Segundo a investigação, Farias cumpria ordens repassadas por Jiquitaia com a intenção de resguardar a segurança das localidades consideradas como “território do CV”, protegendo os bairros tanto de ataques de facções rivais quanto de abordagens de outros policiais na região. A suposta influência do militar era tão grande que seu nome foi utilizado para evitar abordagens contundentes em pontos de interesse do CV.
TRECHO 1 – Confira trecho extraído do despacho que autorizou a Operação Sicário
Ainda de acordo com o apurado pelas autoridades, em inúmeros diálogos restou demonstrado que o Tenente Farias se utilizava do poder que a farda lhe proporcionava para usar veículos e valores pertencentes ao “erário” com a finalidade de atender aos interesses do Comando Vermelho, fosse mandando viaturas para evitar ataques do Bonde dos 13 ou para auxiliar em situações cuja busca de informações interessava às atividades do Comando Vermelho. “Até valores para abastecer veículos usados por outros membros do CV teriam sido arrecadados das quantias disponibilizadas pelo BOPE para abastecer as viaturas policiais”, aponta trecho da investigação.
Os indícios da gravidade das supostas condutas ilícitas adotadas por Farias também revelaram a função de arrecadar armas de grosso calibre, munições e altas quantidades de drogas apreendidas com a finalidade de desviar boa parte delas para que fossem utilizadas pelo CV, “o que deixou nítido que Tenente Farias integraria o aludido grupo”, diz parte do inquérito da polícia civil.
“É importante destacar que o representado aparentemente teria a ciência de que tal conduta seria ilícita, visto que em algumas situações foi possível notar a sua frustração em não conseguir arrecadar as armas ou qualquer outro bem que pudesse interessar ao CV por ter chegado atrasado ou por estar acompanhado de outros policiais, o que dificultaria que agisse na clandestinidade, de modo que o representado afirmava que “não teve como tirar”. De outra banda, situações exitosas do grupo também foram captadas”, informa trecho do documento incriminatório.
A investigação aponta ainda sobre a proximidade de Farias e o membro do VC identificado como Jiquitaia.

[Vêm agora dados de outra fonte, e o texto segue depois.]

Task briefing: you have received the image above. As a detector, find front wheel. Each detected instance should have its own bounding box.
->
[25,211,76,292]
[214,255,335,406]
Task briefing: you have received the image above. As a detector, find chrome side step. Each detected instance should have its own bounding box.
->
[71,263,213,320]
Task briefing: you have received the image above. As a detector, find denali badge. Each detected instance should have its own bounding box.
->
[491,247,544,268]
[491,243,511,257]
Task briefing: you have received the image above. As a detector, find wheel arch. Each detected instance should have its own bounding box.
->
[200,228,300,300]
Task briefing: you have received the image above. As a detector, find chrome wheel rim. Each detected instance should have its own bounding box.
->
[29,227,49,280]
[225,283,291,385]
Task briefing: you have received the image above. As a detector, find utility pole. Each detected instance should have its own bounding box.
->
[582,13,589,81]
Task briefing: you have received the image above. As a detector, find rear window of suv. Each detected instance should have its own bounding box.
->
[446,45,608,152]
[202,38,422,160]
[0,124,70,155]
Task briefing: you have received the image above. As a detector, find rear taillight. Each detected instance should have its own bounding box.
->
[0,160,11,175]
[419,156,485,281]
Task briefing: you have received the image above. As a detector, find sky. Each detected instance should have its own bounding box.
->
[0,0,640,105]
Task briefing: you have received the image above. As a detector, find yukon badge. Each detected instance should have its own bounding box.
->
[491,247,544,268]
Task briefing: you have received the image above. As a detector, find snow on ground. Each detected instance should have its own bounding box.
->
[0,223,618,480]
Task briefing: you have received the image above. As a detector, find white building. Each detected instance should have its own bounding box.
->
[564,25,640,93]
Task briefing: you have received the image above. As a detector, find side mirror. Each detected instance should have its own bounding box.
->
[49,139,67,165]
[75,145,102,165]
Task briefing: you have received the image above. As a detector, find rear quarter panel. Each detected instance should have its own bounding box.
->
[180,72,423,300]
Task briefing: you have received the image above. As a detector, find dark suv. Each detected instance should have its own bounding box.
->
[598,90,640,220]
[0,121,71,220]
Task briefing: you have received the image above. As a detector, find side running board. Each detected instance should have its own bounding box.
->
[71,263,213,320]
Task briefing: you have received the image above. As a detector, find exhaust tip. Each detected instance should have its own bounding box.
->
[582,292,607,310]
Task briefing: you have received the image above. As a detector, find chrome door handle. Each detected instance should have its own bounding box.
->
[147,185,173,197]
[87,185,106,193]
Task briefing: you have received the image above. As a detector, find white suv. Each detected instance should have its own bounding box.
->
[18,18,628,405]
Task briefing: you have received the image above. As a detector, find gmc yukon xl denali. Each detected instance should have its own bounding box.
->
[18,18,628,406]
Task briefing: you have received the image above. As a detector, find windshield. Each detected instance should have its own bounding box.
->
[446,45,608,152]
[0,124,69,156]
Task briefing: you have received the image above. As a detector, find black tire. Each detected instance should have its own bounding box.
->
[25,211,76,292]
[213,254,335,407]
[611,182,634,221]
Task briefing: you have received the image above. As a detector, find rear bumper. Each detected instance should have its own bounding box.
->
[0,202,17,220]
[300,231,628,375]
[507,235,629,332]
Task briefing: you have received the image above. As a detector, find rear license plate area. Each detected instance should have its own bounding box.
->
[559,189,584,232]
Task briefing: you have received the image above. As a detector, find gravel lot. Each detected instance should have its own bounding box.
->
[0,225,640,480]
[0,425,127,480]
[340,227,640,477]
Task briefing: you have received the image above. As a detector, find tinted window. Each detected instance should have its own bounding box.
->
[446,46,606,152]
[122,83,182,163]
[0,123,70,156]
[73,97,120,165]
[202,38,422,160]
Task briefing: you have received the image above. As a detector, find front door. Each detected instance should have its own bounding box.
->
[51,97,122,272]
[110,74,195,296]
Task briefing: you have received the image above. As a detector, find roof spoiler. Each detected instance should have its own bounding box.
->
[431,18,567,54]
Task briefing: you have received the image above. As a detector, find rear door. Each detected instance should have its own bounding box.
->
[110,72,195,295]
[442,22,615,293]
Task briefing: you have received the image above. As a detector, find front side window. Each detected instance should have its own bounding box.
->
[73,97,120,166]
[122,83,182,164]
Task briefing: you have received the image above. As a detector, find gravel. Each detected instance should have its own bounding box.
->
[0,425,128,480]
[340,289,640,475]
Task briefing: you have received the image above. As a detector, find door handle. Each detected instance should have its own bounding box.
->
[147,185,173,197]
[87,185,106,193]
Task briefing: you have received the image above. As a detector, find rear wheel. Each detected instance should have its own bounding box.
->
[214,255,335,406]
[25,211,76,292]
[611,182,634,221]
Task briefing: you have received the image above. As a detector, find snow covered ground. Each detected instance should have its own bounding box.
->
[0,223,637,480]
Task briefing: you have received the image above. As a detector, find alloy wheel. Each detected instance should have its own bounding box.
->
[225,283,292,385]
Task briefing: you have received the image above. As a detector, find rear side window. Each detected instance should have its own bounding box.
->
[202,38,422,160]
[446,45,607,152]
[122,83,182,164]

Quando as pautas que tinham que solucionar não podia ser resolvida por telefone, os investigados costumeiramente marcavam encontros presenciais nas residências um do outro, em locais públicos e até mesmo na sede do BOPE. “A familiaridade entre os dois parece ser tamanha ao ponto de Jiquitaia ter mencionado em um diálogo que o tenente Farias sabia que o primeiro só estaria solto por causa da atuação do policial militar”.
Outro ponto suspeito da relação entre os dois, seria o fato que até a mulher de Jiquitaia tinha conhecimento da atuação conjunta de Farias com o Comando Vermelho, já que foi interceptada ligação entre os dois com a solicitação de reforço no bairro Belo Jardim por parte da mulher não identificada, visto que rivais teriam sequestrado a namorada de um membro do CV, de modo que Farias providenciou a guarnição solicitada. “Em suma, os elementos existentes na representação sub oculi trazem indícios seguros de que o representado seria membro da organização criminosa Comando Vermelho, de modo que restou evidenciada até aqui a sua participação no planejamento das atividades da OrCrim, bem como a prática dos crimes de associação criminosa, corrupção passiva (fls. 69 e 84) e ativa, prevaricação, violação de sigilo funcional, associação para o tráfico de drogas e condutas de improbidade em desfavor da administração pública, ao ter utilizado bens e valores do erário para atender interesses pessoais”, constata trecho do documento da investigação policial.